Tag Archives: data

Data Obsessions while in Self-Quarantine

I sit in my home office looking into a garden which explodes in yellow from the forsythia with splashes of pink from the camellias. Both flourish after a large shading cherry tree fell down a few years ago. The tree stump is covered by moss and provides a natural border. My native American Flame azaleas (Rhododendron calendulaceum) now stand 8 feet tall in front after I planted them in 2001 as 3 inch sticks. They are the pride of my garden along with Piedmont, Sweet, Okonee, and Plum azaleas all purchased from Callaway Gardens in Georgia. They grow well, because I correctly predicted that the warmer climate zones of Georgia would move northward towards Delaware. Here are the azaleas in blooms in early May or four weeks from now:

These are distractions, because I need to process and analyze ocean velocity data off Greenland. My student from South Korea rightfully expects numbers that she can work with for her Masters degree. We plan to meet via Zoom video call every Friday and Wednesday. She is ordered to stay at home in Maryland while I am ordered to stay at home in Delaware. We also meet Monday and Wednesday evenings when I teach “Waves” via Zoom to eight University of Delaware graduate students from China, South Korea, Thailand, and the USA. Our topic yesterday was the waves in the wakes of a ship or a duck or an island. To me physics are as beautiful as are the flowers in my garden:

Now these are the things that I should work on during my self-quarantine, but I am obsessed and distracted with new data. The Johns Hopkins University in Baltimore, MD distributes data on the number of people who were diagnosed with Covid-19, who died of it, and who have recovered. While it is easy to access their excellent data displays as global health authorities report them, the actual raw digital data files are accessible at

https://github.com/CSSEGISandData/COVID-19

These data require computer programming and data handling skills that a well trained physical ocean, climate, or data scientist masters. The raw data, however, do not tell a story, because it just looks like gibberish,

but there is a most orderly system to this madness. With 143 lines of computer code (one C-shell and two awk scripts) I convert these data into a single graph to tell a story:

First, I focus only on the number of people who have died, because I consider this the most reliable (albeit morbid and depressing) estimate of how the virus is spreading.

Second, I present the number of people who died relative to the population. It hardly seems fair to compare the numbers from the USA with 327 million people to those of Malta with only 0.5 million people. The technical term is “normalization,” that is, all numbers are relative to 1 Million people.
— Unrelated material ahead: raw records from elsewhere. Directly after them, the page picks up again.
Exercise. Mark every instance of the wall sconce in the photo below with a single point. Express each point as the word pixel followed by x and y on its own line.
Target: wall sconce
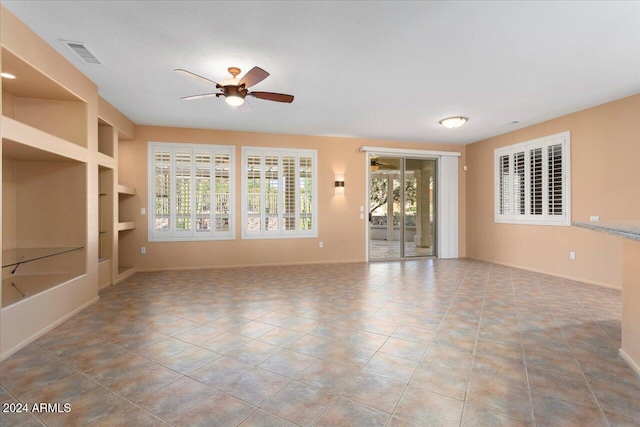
pixel 339 184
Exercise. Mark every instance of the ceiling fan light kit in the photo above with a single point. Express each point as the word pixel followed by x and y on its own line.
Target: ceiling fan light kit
pixel 235 91
pixel 453 122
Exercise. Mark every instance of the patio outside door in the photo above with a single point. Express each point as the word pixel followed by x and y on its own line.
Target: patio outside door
pixel 401 208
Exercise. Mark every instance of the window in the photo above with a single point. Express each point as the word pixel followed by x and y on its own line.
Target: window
pixel 191 194
pixel 532 181
pixel 279 193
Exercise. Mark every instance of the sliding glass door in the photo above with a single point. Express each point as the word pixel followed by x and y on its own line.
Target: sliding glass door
pixel 401 207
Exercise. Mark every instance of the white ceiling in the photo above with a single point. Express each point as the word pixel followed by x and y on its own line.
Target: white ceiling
pixel 384 70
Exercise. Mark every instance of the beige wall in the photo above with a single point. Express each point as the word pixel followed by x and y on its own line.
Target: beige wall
pixel 9 205
pixel 631 304
pixel 339 228
pixel 605 181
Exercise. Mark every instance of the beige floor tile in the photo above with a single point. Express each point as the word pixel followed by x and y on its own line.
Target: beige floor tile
pixel 288 363
pixel 176 399
pixel 218 410
pixel 392 367
pixel 427 408
pixel 345 412
pixel 356 329
pixel 256 386
pixel 264 419
pixel 478 416
pixel 299 403
pixel 375 391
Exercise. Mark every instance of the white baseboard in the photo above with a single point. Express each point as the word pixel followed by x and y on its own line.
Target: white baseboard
pixel 40 333
pixel 632 364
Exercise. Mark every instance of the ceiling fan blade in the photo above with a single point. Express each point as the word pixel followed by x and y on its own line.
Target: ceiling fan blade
pixel 254 76
pixel 202 95
pixel 271 96
pixel 194 76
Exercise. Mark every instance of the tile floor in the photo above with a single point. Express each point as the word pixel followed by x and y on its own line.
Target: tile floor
pixel 423 342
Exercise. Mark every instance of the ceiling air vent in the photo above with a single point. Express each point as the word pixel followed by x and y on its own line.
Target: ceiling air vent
pixel 82 51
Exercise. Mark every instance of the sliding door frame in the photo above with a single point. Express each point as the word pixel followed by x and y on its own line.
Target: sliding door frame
pixel 446 233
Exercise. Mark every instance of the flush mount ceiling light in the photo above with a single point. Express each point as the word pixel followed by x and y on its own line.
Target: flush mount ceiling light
pixel 453 122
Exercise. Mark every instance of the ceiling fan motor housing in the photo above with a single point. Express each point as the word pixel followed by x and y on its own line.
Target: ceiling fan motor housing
pixel 232 90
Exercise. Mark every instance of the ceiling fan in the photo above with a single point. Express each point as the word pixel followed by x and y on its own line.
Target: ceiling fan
pixel 235 90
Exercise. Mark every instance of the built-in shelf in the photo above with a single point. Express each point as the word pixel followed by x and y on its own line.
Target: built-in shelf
pixel 128 225
pixel 19 288
pixel 15 257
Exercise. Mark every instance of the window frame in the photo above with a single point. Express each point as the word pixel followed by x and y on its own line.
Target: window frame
pixel 173 234
pixel 506 185
pixel 280 233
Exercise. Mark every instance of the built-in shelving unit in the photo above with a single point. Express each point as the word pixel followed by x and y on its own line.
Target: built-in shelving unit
pixel 49 187
pixel 16 287
pixel 59 188
pixel 125 198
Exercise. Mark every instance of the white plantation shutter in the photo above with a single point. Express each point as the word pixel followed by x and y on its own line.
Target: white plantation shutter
pixel 190 192
pixel 532 181
pixel 278 193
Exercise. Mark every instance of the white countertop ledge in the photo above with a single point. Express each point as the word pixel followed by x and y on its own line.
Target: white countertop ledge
pixel 629 229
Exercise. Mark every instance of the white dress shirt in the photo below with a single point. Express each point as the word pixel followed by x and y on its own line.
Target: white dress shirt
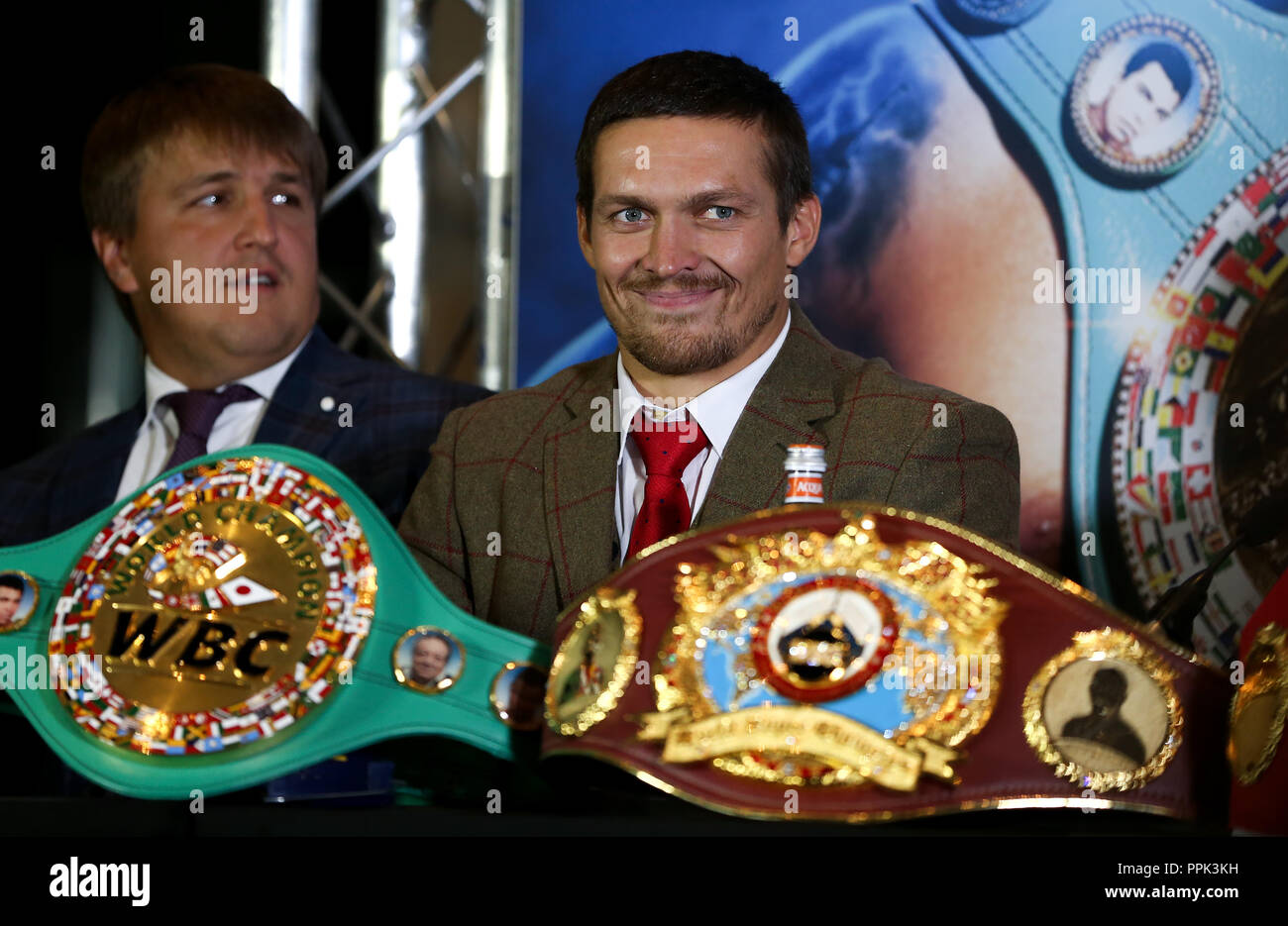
pixel 159 433
pixel 716 412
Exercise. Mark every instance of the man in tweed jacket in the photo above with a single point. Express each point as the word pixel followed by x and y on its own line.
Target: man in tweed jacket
pixel 695 204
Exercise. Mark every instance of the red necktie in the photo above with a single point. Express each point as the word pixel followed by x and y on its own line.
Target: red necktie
pixel 666 447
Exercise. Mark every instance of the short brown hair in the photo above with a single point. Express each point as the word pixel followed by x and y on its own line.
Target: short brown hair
pixel 220 104
pixel 706 85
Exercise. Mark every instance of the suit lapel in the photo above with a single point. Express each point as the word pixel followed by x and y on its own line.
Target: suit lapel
pixel 86 492
pixel 580 467
pixel 786 407
pixel 294 416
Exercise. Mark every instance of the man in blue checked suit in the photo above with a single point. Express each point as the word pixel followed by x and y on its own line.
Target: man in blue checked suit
pixel 201 189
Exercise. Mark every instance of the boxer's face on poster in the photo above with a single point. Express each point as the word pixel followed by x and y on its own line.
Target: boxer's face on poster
pixel 1138 103
pixel 209 208
pixel 686 244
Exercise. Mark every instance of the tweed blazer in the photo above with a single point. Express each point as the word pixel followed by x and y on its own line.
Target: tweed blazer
pixel 513 519
pixel 395 417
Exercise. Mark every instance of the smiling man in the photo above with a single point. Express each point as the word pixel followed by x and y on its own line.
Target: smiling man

So, 5 dead in Malta give 10 dead per million. The same 10 dead per million correspond to 3270 dead Americans. This way I am comparing apples to apples as opposed to Americans to Maltese.

Third, I want to compare the spread of the pandemic over time on different continents, different countries, different states, and different cities. This requires to time-shift countries hit by the virus earlier than others. In the above graph, for example, I moved the curve for Italy 14-days forward and that of Spain 6-days forward relative to all other places listed.

Fourth, I am most interested in New York State (population 20 million), because it contains New York City (population 8 million) and, I believe, it gives Americans a good idea what is coming. Furthermore, I believe, that the Government of New York State is a little more efficient, smart, and forward-thinking than many other government entities. It also has resources not necessarily available to less affluent communities.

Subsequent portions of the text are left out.